Mary Ainsworth's Strange Situation procedure identified three primary infant attachment patterns: secure (uses caregiver as safe haven, upset by separation, quickly soothed on return), anxious-ambivalent (distressed but not easily soothed, clingy), and avoidant (appears minimally distressed, ignores caregiver). Main and Solomon later added disorganized attachment (contradictory, disoriented behavior), typically associated with frightening or abusive caregiving. Attachment classifications in infancy predict later social competence, emotional regulation, and relationship quality, though subsequent experiences can modify working models.
Watch coded Strange Situation videos to calibrate each pattern. Study longitudinal data linking infant classification to preschool and adult relationship outcomes.
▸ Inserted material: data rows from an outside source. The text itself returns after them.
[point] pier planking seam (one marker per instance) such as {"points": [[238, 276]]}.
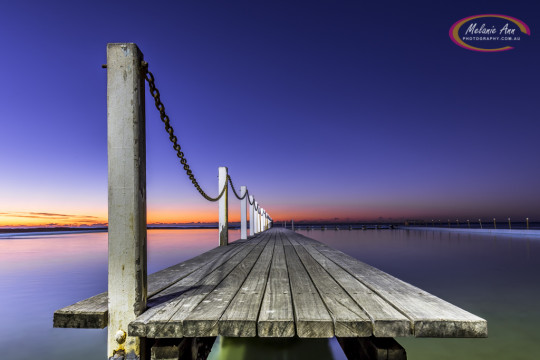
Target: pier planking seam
{"points": [[281, 284]]}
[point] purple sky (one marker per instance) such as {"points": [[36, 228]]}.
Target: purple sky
{"points": [[324, 109]]}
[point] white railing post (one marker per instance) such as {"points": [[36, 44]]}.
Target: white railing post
{"points": [[256, 217], [243, 213], [127, 197], [223, 207], [251, 215]]}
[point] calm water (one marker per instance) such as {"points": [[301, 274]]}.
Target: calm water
{"points": [[494, 277]]}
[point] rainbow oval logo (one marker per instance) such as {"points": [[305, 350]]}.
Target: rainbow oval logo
{"points": [[488, 32]]}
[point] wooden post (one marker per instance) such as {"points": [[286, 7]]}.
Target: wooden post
{"points": [[256, 217], [251, 216], [127, 197], [223, 207], [243, 213]]}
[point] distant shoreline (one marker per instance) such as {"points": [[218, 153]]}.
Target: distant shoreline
{"points": [[101, 229], [517, 232]]}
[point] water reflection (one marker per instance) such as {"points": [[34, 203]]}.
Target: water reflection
{"points": [[494, 277]]}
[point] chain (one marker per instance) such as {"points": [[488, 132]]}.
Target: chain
{"points": [[234, 190], [165, 118]]}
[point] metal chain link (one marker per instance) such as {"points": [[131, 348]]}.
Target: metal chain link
{"points": [[161, 108]]}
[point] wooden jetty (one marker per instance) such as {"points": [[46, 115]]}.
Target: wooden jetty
{"points": [[274, 284], [279, 283]]}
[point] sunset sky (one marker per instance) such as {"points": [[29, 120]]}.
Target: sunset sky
{"points": [[326, 110]]}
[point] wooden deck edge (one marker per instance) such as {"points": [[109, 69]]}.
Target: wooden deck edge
{"points": [[80, 320], [451, 329], [372, 348], [91, 313]]}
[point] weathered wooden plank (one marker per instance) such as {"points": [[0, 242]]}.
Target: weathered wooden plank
{"points": [[387, 321], [349, 319], [311, 317], [431, 316], [276, 317], [240, 317], [372, 348], [92, 313], [204, 319], [186, 294]]}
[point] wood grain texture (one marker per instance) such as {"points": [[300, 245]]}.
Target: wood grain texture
{"points": [[431, 316], [282, 284], [276, 317], [164, 320], [310, 314], [203, 319], [386, 320], [349, 319], [240, 318]]}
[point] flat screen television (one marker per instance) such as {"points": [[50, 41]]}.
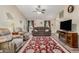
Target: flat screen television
{"points": [[66, 25]]}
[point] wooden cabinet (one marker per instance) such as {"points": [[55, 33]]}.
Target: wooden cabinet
{"points": [[72, 40], [69, 38]]}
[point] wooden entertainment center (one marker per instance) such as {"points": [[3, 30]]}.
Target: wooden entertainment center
{"points": [[68, 37]]}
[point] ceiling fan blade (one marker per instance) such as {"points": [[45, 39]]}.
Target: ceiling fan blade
{"points": [[34, 11], [39, 6], [43, 12]]}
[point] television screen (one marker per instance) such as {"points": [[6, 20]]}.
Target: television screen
{"points": [[66, 25]]}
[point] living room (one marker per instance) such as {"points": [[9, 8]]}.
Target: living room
{"points": [[24, 21]]}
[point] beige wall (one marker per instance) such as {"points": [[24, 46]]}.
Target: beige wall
{"points": [[16, 18], [38, 23], [66, 16]]}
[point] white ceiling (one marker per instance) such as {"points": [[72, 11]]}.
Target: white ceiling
{"points": [[50, 13]]}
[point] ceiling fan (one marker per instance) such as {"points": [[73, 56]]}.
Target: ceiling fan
{"points": [[39, 10]]}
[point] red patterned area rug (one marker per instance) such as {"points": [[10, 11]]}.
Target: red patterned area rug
{"points": [[43, 44]]}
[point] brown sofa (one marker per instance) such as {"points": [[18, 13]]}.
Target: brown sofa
{"points": [[41, 31]]}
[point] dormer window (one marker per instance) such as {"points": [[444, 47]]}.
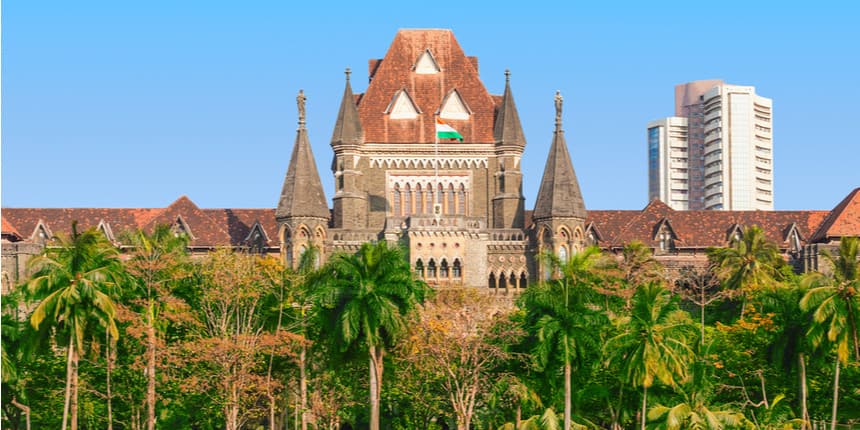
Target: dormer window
{"points": [[402, 106], [426, 64], [453, 107]]}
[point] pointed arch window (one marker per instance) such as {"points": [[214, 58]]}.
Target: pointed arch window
{"points": [[453, 107], [402, 106], [419, 268]]}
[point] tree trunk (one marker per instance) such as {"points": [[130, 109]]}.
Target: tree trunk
{"points": [[73, 404], [567, 396], [24, 409], [150, 371], [68, 396], [804, 412], [303, 387], [374, 392], [111, 355], [835, 395]]}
You already know from attachment theory that infants form emotional bonds with caregivers that function as templates for future relationships. But knowing *that* bonds form doesn't tell you about the different *patterns* those bonds take. Ainsworth developed the Strange Situation procedure to observe these patterns systematically: a structured sequence of separations and reunions between infant and caregiver, with a stranger introduced at intervals. The infant's behavior on reunion — not during separation — is the key diagnostic signal.
The secure infant uses the caregiver as a safe base for exploration, shows distress on separation, and is readily soothed on reunion. This isn't the absence of anxiety — it's effective co-regulation. The anxious-ambivalent infant shows intense distress but cannot be easily comforted even when the caregiver returns, remaining focused on the caregiver rather than resuming play. The avoidant infant appears minimally distressed and actively ignores the caregiver on reunion. This looks like indifference, but physiological measures show these infants are internally aroused — they've learned to suppress attachment behavior because expressing it has not reliably produced comfort. The disorganized pattern, added later by Main and Solomon, describes infants who show contradictory, disoriented behaviors — freezing, approaching then retreating, appearing frightened. This pattern is associated with caregivers who are themselves frightening or unpredictable, creating an insoluble dilemma: the source of safety is also the source of fear.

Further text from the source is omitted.